If every project to produce green ammonia, green methanol, and renewable diesel comes online as planned, and if the fuels only go toward powering ships — not airplanes or vehicles or to other uses — they would make up less than 20% of global shipping’s fuel needs in 2030, which are expected to reach 290 million metric tons that year, Patterson said.
Those are two enormous “ifs.” Many of the announced fuel projects are facing serious headwinds, including high inflation, soaring production costs, and the Trump administration’s steep tariffs and clean-energy funding cuts. IMO’s recent decision to punt on its net-zero vote only deepens those challenges.
Last year, Danish energy giant Ørsted canceled plans to build a green-methanol plant in Sweden, citing weaker-than-expected interest from the maritime sector. Another Ørsted methanol project in Texas is facing uncertainty after the U.S. Department of Energy in May revoked an award of up to $99 million for the facility, as part of sweeping cuts to the Office of Clean Energy Demonstrations. In the Netherlands last month, Shell said it is abandoning construction on a biofuels plant in Rotterdam owing to the fuel’s lack of competitiveness.

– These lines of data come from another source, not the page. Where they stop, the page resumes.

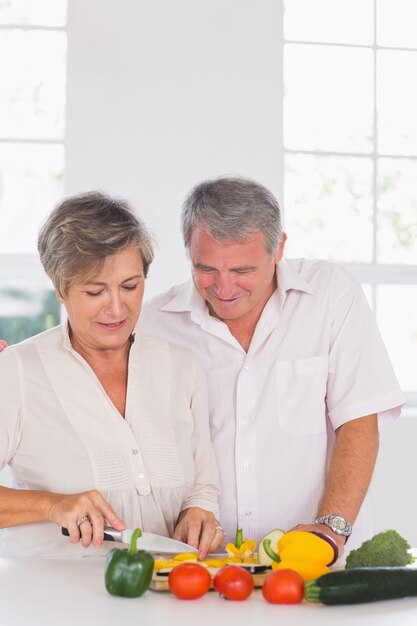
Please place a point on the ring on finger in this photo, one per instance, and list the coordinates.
(84, 518)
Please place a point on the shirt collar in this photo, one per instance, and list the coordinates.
(287, 279)
(188, 299)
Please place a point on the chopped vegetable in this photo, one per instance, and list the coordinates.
(244, 550)
(128, 572)
(274, 536)
(387, 548)
(365, 584)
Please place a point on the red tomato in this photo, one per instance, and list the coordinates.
(233, 582)
(283, 586)
(189, 581)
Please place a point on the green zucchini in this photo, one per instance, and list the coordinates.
(362, 584)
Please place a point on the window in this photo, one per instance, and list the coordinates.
(350, 153)
(32, 133)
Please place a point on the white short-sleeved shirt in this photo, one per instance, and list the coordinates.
(316, 361)
(60, 432)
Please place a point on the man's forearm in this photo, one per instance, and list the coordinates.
(351, 467)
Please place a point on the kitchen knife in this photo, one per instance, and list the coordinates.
(147, 541)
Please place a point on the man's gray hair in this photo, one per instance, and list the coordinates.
(83, 230)
(232, 208)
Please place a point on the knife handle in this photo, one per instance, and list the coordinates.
(110, 534)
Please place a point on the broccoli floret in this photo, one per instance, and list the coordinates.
(384, 549)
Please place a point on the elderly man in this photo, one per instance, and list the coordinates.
(298, 374)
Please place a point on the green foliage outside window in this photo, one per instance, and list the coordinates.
(17, 328)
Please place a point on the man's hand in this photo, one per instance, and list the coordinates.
(200, 529)
(340, 540)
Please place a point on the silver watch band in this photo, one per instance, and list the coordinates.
(336, 522)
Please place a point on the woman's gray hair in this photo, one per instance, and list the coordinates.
(232, 209)
(85, 229)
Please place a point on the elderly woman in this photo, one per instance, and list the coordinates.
(99, 423)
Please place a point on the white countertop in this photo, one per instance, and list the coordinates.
(66, 592)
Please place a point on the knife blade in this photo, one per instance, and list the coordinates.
(147, 541)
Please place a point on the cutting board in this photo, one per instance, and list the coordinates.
(160, 581)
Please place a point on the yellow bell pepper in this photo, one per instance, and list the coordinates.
(302, 551)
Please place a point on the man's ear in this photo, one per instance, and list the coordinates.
(280, 252)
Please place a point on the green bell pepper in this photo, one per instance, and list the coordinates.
(128, 572)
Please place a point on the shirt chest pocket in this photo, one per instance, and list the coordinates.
(301, 395)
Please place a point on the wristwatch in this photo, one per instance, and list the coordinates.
(337, 523)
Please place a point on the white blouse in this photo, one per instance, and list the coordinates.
(60, 432)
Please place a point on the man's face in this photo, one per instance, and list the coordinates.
(236, 278)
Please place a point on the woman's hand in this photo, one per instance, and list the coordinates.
(200, 529)
(85, 515)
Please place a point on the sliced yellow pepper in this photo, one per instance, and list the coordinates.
(186, 556)
(245, 551)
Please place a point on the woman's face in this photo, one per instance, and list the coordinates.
(103, 309)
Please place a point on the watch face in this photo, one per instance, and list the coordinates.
(338, 522)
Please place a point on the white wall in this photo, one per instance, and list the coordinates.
(162, 94)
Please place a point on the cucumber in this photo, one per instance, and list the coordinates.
(274, 536)
(362, 584)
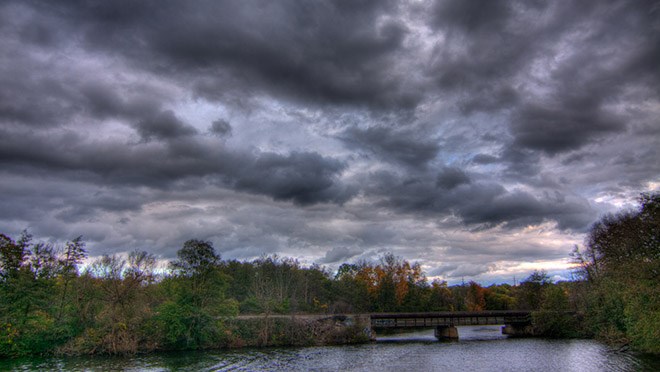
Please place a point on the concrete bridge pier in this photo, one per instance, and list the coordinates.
(518, 330)
(446, 333)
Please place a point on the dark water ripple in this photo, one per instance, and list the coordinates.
(479, 349)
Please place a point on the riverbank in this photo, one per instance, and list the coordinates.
(479, 349)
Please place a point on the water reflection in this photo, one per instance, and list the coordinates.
(478, 349)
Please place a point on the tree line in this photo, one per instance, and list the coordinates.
(51, 303)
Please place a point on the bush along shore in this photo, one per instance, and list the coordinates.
(56, 300)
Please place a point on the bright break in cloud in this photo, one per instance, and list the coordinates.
(478, 138)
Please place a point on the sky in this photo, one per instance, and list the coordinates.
(480, 139)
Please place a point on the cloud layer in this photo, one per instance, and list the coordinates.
(472, 137)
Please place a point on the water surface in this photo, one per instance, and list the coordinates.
(480, 348)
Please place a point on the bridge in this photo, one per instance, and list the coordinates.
(516, 323)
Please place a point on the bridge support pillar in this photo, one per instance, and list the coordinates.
(518, 330)
(444, 333)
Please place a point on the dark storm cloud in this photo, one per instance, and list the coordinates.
(555, 130)
(324, 51)
(339, 254)
(220, 128)
(302, 177)
(266, 126)
(449, 178)
(484, 204)
(164, 125)
(608, 47)
(402, 146)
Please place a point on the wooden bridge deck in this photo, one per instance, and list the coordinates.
(455, 318)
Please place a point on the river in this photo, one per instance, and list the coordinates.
(480, 348)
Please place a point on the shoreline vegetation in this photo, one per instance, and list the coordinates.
(51, 304)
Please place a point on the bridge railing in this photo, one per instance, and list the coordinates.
(419, 320)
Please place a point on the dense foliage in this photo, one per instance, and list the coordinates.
(620, 265)
(126, 303)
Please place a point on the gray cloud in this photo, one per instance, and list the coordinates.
(220, 128)
(327, 130)
(402, 146)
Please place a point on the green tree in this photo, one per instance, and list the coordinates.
(192, 317)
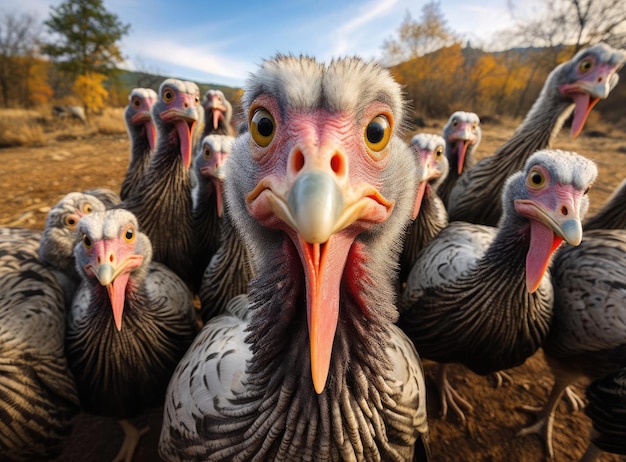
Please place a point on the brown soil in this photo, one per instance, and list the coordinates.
(35, 178)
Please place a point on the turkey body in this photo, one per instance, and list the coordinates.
(288, 372)
(131, 321)
(587, 338)
(38, 394)
(162, 201)
(122, 362)
(482, 296)
(576, 85)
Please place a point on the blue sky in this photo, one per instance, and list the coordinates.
(221, 42)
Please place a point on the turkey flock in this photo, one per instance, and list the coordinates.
(272, 289)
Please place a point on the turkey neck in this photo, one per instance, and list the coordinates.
(280, 389)
(444, 190)
(486, 179)
(431, 219)
(228, 272)
(139, 161)
(163, 206)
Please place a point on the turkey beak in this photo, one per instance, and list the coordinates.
(113, 274)
(318, 209)
(316, 205)
(461, 148)
(548, 229)
(588, 91)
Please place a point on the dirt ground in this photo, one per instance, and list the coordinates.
(35, 178)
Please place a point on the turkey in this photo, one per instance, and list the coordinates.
(218, 113)
(577, 84)
(227, 274)
(463, 135)
(607, 410)
(587, 337)
(208, 207)
(309, 365)
(56, 248)
(108, 197)
(131, 321)
(142, 134)
(162, 201)
(430, 212)
(38, 395)
(480, 295)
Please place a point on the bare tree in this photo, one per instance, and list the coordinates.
(574, 22)
(19, 35)
(418, 38)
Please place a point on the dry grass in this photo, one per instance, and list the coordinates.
(21, 127)
(110, 122)
(36, 127)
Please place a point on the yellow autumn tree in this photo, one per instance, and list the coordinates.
(89, 89)
(38, 89)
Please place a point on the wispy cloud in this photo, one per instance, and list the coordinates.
(361, 31)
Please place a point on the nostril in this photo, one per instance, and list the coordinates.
(297, 161)
(337, 164)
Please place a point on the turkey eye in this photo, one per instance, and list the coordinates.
(129, 235)
(71, 221)
(168, 95)
(586, 65)
(262, 127)
(536, 179)
(377, 133)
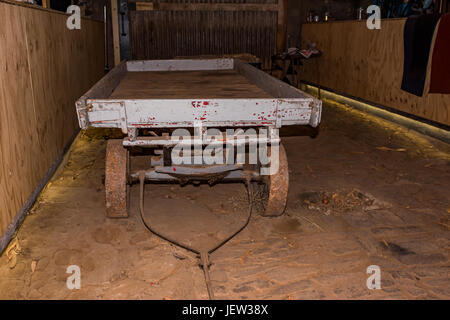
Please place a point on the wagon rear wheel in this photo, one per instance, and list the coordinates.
(272, 193)
(116, 176)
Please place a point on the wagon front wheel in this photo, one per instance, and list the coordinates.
(273, 192)
(116, 175)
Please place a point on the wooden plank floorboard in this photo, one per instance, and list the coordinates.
(187, 84)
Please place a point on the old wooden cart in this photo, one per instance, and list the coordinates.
(148, 100)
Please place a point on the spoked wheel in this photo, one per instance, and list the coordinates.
(116, 176)
(273, 191)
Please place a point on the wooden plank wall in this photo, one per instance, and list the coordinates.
(368, 64)
(166, 29)
(44, 68)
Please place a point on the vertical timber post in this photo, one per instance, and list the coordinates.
(115, 26)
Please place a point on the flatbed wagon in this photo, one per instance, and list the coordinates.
(150, 100)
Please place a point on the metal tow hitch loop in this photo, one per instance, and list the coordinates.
(203, 255)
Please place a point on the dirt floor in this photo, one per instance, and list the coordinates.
(362, 192)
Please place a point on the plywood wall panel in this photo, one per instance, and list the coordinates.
(44, 68)
(368, 64)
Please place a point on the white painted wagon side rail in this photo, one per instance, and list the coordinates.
(180, 65)
(102, 89)
(165, 113)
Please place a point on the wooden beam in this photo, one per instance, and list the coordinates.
(115, 26)
(282, 25)
(164, 6)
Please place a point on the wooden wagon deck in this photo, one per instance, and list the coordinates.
(213, 84)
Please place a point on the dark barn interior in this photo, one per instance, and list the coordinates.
(348, 101)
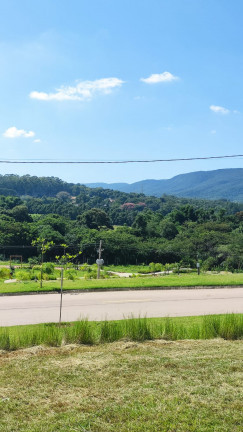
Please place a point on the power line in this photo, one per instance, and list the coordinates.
(48, 161)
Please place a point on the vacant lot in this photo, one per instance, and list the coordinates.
(125, 386)
(183, 280)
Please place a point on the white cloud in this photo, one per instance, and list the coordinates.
(13, 132)
(219, 110)
(157, 78)
(84, 90)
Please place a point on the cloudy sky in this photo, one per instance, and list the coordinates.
(120, 79)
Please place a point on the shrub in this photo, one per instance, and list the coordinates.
(23, 275)
(71, 274)
(48, 268)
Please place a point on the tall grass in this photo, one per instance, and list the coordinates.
(228, 326)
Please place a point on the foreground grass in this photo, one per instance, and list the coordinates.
(172, 280)
(157, 386)
(228, 326)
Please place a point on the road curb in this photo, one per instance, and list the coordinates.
(88, 290)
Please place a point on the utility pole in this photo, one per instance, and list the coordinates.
(60, 315)
(99, 261)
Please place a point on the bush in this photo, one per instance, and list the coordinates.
(5, 273)
(23, 275)
(71, 274)
(48, 268)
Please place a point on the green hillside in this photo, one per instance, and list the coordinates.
(218, 184)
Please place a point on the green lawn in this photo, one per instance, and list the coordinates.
(156, 386)
(171, 280)
(226, 326)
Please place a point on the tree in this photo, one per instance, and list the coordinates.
(95, 219)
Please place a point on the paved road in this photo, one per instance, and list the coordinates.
(31, 309)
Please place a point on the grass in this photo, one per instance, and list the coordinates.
(157, 386)
(172, 280)
(228, 326)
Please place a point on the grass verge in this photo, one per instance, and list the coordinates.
(228, 326)
(183, 280)
(157, 386)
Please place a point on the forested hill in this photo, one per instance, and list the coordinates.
(217, 184)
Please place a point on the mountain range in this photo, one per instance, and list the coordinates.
(218, 184)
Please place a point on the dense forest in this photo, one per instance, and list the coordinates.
(134, 228)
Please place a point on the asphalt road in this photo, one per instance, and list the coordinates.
(33, 309)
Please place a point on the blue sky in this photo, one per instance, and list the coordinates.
(117, 79)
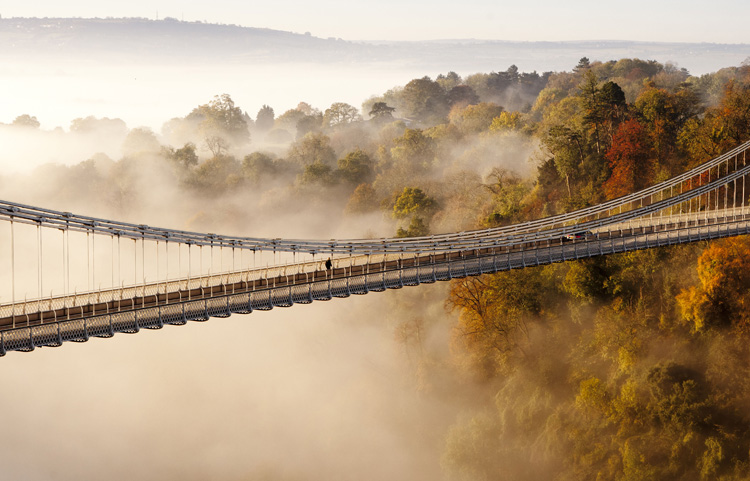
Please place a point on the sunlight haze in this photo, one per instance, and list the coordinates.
(548, 20)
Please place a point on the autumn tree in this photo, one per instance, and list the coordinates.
(264, 120)
(475, 118)
(413, 201)
(340, 113)
(629, 160)
(312, 148)
(140, 140)
(380, 112)
(424, 100)
(722, 296)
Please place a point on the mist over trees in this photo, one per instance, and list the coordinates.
(632, 366)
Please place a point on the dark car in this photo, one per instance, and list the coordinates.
(578, 235)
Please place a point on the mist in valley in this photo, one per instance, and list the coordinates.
(515, 375)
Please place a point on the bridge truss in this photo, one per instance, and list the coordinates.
(141, 277)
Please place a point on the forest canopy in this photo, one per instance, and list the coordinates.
(631, 366)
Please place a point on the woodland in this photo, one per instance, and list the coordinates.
(625, 367)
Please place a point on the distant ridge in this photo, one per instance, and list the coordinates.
(172, 40)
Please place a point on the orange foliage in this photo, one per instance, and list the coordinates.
(629, 159)
(723, 295)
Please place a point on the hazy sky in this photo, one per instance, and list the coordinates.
(720, 21)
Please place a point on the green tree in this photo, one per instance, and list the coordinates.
(381, 112)
(140, 140)
(184, 157)
(413, 202)
(340, 113)
(425, 100)
(356, 167)
(265, 119)
(312, 148)
(474, 119)
(221, 124)
(364, 199)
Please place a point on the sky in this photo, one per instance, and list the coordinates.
(718, 21)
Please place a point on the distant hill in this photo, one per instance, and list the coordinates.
(173, 40)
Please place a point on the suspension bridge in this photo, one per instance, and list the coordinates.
(90, 277)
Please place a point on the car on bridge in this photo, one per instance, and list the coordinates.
(583, 235)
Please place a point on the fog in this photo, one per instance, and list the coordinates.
(313, 392)
(334, 390)
(145, 94)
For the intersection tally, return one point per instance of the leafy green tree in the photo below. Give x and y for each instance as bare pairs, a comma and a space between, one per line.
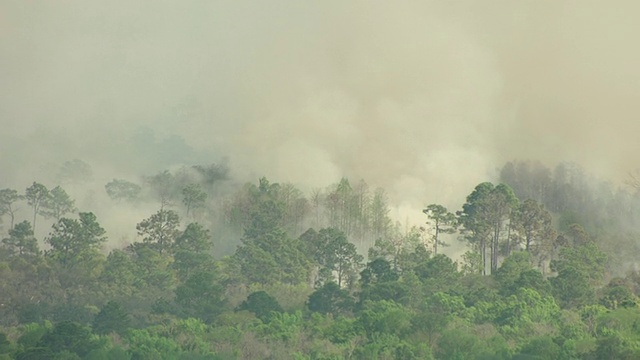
120, 189
201, 296
111, 318
618, 294
75, 241
69, 336
119, 271
579, 268
36, 195
330, 299
376, 271
57, 204
21, 240
531, 224
8, 198
484, 217
438, 273
267, 254
511, 269
194, 238
384, 317
335, 254
541, 348
399, 248
379, 214
160, 230
193, 197
442, 221
152, 267
436, 312
262, 304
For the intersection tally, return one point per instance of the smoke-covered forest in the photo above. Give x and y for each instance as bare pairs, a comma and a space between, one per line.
544, 267
286, 179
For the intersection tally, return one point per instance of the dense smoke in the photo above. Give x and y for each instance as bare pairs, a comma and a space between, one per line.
423, 98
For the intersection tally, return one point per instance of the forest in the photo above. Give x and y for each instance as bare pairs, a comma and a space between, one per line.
262, 270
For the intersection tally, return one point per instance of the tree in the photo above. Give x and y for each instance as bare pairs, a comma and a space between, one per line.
443, 222
74, 241
531, 225
21, 240
484, 216
267, 253
7, 199
333, 253
379, 214
201, 296
160, 230
111, 318
36, 196
163, 186
193, 197
119, 189
57, 204
194, 238
262, 304
69, 336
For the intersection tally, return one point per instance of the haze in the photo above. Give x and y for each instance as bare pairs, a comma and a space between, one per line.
423, 98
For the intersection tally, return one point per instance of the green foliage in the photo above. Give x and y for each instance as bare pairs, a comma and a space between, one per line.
21, 240
74, 241
160, 230
71, 337
511, 270
261, 304
579, 268
193, 197
8, 197
194, 238
201, 296
330, 299
57, 204
384, 317
438, 273
442, 221
111, 318
36, 196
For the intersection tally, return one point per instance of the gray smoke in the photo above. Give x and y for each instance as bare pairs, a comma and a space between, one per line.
423, 98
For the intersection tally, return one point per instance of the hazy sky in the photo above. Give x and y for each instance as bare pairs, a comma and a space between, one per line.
423, 98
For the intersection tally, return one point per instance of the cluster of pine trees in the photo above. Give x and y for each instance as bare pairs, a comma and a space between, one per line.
261, 271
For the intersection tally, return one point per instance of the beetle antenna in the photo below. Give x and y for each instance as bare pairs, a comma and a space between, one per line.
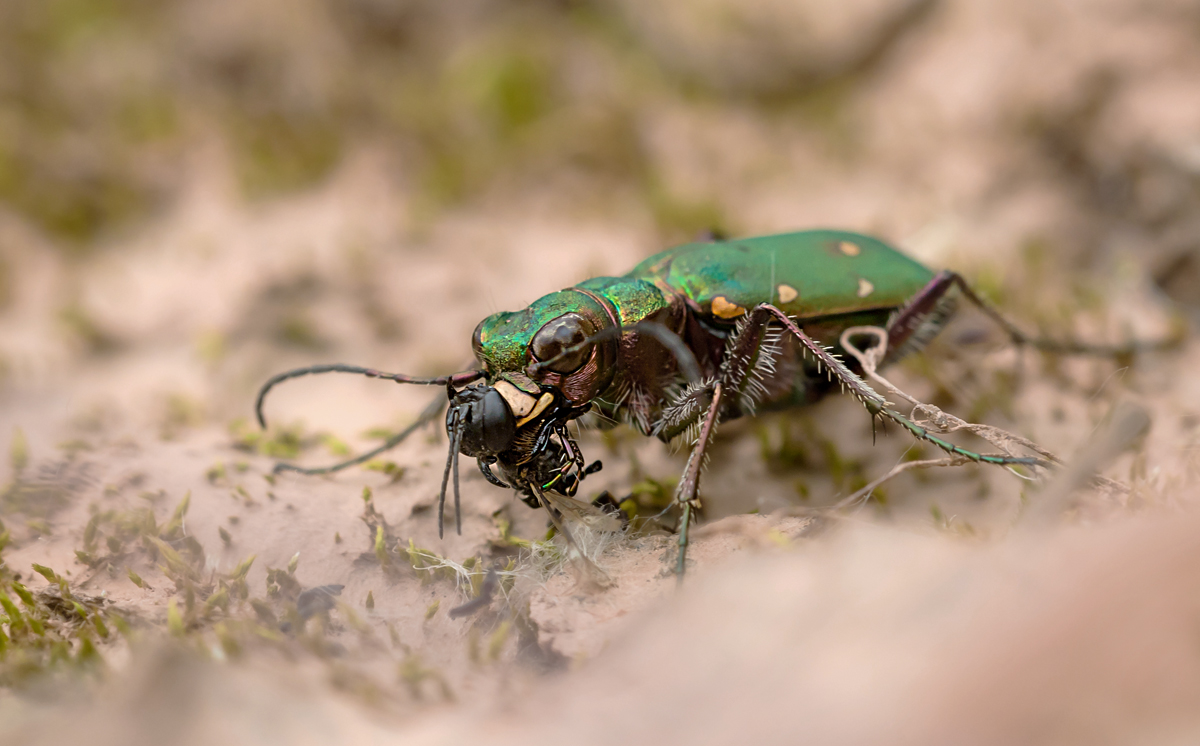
400, 378
427, 415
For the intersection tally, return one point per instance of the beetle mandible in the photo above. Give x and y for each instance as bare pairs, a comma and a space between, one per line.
691, 337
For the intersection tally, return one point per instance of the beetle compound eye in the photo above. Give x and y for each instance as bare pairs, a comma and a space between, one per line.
559, 335
486, 421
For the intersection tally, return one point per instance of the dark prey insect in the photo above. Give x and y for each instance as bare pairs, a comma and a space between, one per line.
691, 337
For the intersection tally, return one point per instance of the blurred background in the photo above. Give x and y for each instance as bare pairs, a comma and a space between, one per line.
198, 193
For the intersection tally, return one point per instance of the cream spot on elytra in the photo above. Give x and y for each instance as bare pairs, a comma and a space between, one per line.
724, 308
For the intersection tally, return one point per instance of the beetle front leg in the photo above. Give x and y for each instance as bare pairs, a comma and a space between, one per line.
689, 485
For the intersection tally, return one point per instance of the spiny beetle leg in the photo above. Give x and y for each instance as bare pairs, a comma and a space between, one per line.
925, 312
877, 405
689, 486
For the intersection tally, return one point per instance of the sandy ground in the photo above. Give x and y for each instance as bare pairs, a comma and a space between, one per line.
960, 606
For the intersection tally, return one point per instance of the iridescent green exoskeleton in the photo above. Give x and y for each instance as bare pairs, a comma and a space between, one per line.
694, 336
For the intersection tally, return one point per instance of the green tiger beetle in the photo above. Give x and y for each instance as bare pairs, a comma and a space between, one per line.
691, 337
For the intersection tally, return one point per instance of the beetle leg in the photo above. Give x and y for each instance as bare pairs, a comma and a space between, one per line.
927, 311
689, 485
485, 468
880, 407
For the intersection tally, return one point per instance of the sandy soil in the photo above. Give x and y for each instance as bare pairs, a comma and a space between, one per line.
1045, 149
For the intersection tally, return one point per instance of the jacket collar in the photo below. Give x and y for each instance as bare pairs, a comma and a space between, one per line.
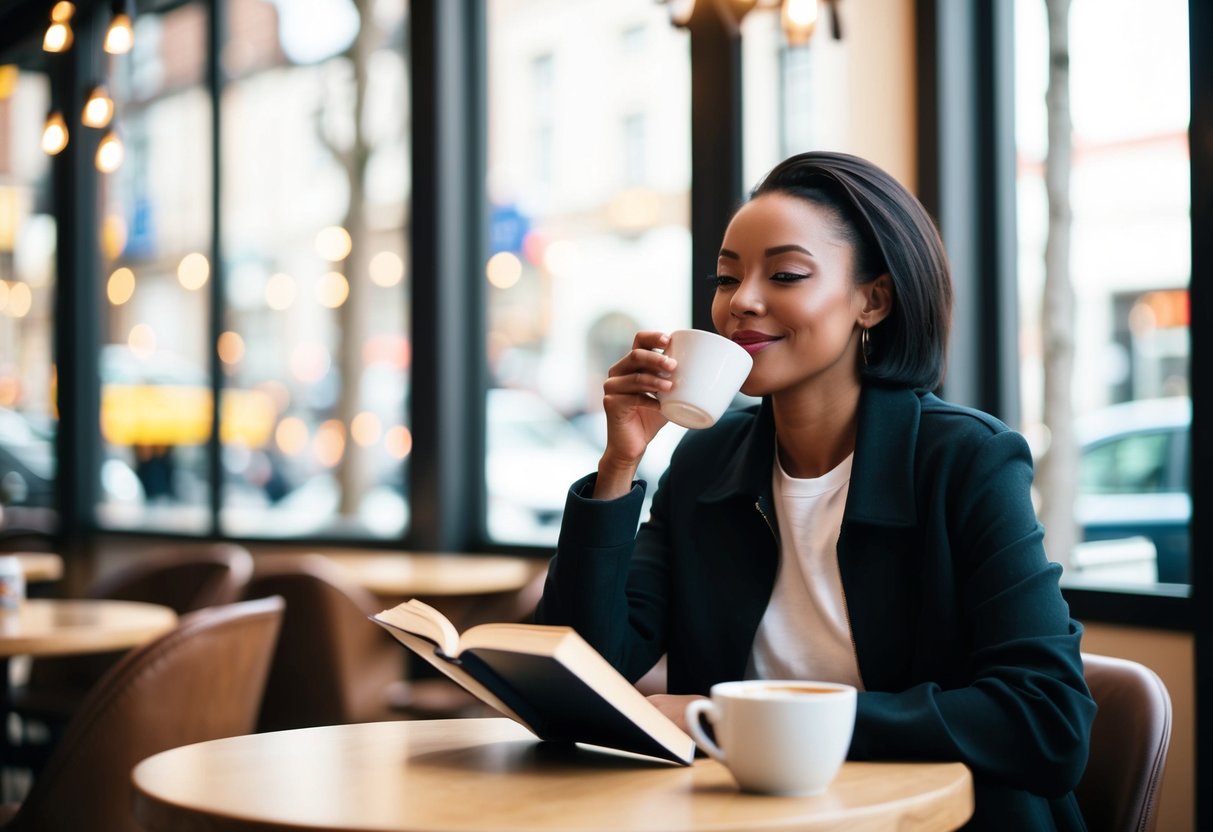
882, 473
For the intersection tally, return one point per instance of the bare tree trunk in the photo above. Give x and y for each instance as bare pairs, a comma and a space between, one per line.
352, 315
1058, 476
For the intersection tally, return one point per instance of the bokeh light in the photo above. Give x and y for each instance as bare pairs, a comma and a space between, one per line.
330, 443
120, 286
386, 269
231, 347
332, 290
332, 244
193, 271
504, 269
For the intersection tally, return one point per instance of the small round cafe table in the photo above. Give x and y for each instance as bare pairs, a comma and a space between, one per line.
491, 775
39, 566
431, 575
51, 627
56, 627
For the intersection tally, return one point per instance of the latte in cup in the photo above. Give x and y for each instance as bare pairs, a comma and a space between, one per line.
711, 370
778, 736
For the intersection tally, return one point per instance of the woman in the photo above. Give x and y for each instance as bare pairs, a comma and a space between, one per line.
853, 526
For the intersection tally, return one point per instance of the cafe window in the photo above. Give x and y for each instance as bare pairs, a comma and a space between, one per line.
312, 346
28, 406
588, 251
155, 233
314, 341
1128, 271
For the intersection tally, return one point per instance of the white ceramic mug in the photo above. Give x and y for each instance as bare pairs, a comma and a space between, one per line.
778, 736
711, 370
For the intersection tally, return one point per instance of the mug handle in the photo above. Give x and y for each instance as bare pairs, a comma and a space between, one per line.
695, 710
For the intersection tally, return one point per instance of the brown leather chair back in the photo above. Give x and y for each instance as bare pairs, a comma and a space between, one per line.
201, 681
1128, 745
186, 576
332, 666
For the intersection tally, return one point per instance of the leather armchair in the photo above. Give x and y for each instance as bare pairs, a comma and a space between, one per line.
1129, 740
201, 681
184, 577
332, 665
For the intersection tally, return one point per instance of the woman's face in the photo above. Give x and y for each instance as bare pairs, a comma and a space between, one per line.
786, 292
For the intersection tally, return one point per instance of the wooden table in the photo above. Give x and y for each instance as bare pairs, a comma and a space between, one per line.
493, 775
53, 627
409, 574
39, 566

“What we’ve seen is that this lack of demand and the shift in policy has led many projects to fold,” said Ingrid Irigoyen, president and CEO of the Zero Emission Maritime Buyers Alliance. “But that’s not because they weren’t good projects. These are good fuels that we need, and which are vastly scalable.”
The buyers alliance is a nonprofit group of about 50 multinational companies that helps negotiate clean-fuel contracts — including for waste-based biomethane — between producers, vessel operators, and firms that put their goods on ships. Irigoyen said such voluntary initiatives are meant to be a “catalyst” that helps to scale production and bring down costs of alternative fuels, not the sole engine of shipping decarbonization.
“We can’t do it alone,” she added.
Even as shipping-industry groups and climate experts push for a global policy, there’s still widespread disagreement about how the framework should work in practice. Environmental groups oppose including crop-based biofuels, like soy and palm oil, given that their production can lead to forest loss and increase overall emissions. Policy analysts note that the ripple effects of higher fuel costs and carbon taxes across supply chains could disproportionately affect small and developing economies.
As IMO members navigate those questions, shipbuilders and owners are holding their breath for the answers.
This year, the number of new orders for alternative-fueled vessels has markedly declined compared to last year as companies adopt a “wait and see” approach, according to Jason Stefanatos, global decarbonization director at DNV.
In September, the advisory firm recorded no fresh orders for ships capable of running on methanol or ammonia, though nearly 360 methanol ships and nearly 40 ammonia ships are on the books through 2030.
Subramanian noted that vessels and port equipment are often designed to last for decades, and that many shipping firms are at the point of deciding whether to invest in a status-quo fleet or the next, cleaner generation.
Decarbonization “is a very natural opportunity to upgrade shipping infrastructure that’s otherwise been around for 30 or 40 years,” he said. “And the investment-certainty piece is key to that.”